Caused by: java.io.IOException: s3a://<REDACTED>: Stream is closed!
at org.apache.hadoop.fs.s3a.S3AInputStream.checkNotClosed(S3AInputStream.java:472)
at org.apache.hadoop.fs.s3a.S3AInputStream.read(S3AInputStream.java:347)
at java.io.FilterInputStream.read(FilterInputStream.java:83)
at org.apache.flink.fs.s3hadoop.common.HadoopDataInputStream.read(HadoopDataInputStream.java:86)
at org.apache.flink.core.fs.FSDataInputStreamWrapper.read(FSDataInputStreamWrapper.java:50)
at org.apache.flink.runtime.util.ForwardingInputStream.read(ForwardingInputStream.java:42)
at java.io.DataInputStream.readUnsignedByte(DataInputStream.java:288)
at org.apache.flink.types.StringValue.readString(StringValue.java:781)
at org.apache.flink.api.common.typeutils.base.StringSerializer.deserialize(StringSerializer.java:73)
at org.apache.flink.api.common.typeutils.base.StringSerializer.deserialize(StringSerializer.java:31)
at org.apache.flink.api.scala.typeutils.CaseClassSerializer.deserialize(CaseClassSerializer.scala:126)
at org.apache.flink.api.scala.typeutils.CaseClassSerializer.deserialize(CaseClassSerializer.scala:32)
at org.apache.flink.streaming.api.operators.TimerSerializer.deserialize(TimerSerializer.java:161)
at org.apache.flink.streaming.api.operators.TimerSerializer.deserialize(TimerSerializer.java:43)
at org.apache.flink.runtime.state.KeyGroupPartitioner$PartitioningResultKeyGroupReader.readMappingsInKeyGroup(KeyGroupPartitioner.java:289)
at org.apache.flink.runtime.state.heap.HeapRestoreOperation.readKeyGroupStateData(HeapRestoreOperation.java:323)
at org.apache.flink.runtime.state.heap.HeapRestoreOperation.readStateHandleStateData(HeapRestoreOperation.java:285)
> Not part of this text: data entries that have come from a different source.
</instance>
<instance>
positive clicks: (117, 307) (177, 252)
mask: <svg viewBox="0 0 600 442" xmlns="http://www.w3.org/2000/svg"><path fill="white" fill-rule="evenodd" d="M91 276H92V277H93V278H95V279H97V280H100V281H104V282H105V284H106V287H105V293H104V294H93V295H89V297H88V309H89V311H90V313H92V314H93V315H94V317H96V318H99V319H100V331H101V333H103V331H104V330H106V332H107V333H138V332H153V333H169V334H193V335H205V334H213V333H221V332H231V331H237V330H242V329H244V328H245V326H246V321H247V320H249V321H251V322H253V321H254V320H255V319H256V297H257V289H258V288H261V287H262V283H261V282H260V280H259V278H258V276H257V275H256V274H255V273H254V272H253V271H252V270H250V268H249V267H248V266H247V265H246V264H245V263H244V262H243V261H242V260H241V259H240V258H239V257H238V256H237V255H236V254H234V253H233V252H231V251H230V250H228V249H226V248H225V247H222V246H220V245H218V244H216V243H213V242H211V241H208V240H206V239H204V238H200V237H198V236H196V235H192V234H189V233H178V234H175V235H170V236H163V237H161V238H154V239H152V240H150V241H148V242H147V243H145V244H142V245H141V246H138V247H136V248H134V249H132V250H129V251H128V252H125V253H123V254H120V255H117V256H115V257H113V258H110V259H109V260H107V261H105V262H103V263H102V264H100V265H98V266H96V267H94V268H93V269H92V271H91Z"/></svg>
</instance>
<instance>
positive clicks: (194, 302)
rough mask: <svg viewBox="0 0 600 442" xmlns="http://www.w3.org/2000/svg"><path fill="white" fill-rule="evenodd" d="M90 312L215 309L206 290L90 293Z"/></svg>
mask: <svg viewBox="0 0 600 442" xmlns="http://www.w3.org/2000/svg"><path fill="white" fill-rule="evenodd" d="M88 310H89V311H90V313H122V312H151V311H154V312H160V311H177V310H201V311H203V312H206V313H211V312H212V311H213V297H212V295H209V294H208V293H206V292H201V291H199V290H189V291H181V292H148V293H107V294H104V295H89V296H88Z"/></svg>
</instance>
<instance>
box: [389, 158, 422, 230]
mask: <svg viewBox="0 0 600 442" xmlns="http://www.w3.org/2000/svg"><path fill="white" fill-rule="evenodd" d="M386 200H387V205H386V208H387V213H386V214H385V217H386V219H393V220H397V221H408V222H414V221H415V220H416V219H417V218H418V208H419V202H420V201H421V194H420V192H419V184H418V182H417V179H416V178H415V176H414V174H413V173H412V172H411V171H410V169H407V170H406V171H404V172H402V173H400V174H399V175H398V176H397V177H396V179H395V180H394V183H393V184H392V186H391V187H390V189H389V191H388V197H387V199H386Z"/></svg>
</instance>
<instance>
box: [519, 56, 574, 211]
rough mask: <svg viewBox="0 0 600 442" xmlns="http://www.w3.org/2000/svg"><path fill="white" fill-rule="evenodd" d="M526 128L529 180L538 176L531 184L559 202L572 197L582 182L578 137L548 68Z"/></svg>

at org.apache.flink.runtime.state.heap.HeapRestoreOperation.restore(HeapRestoreOperation.java:172)
at org.apache.flink.runtime.state.heap.HeapKeyedStateBackendBuilder.build(HeapKeyedStateBackendBuilder.java:112)
... 17 more

I haven't really got any clues on what this is caused by. You notice we are using the Hadoop file system, but switching to Presto is a bit tricky for us because of some of the bucket permissions that would need to change.

Anyone have tips on debugging (or solving this)?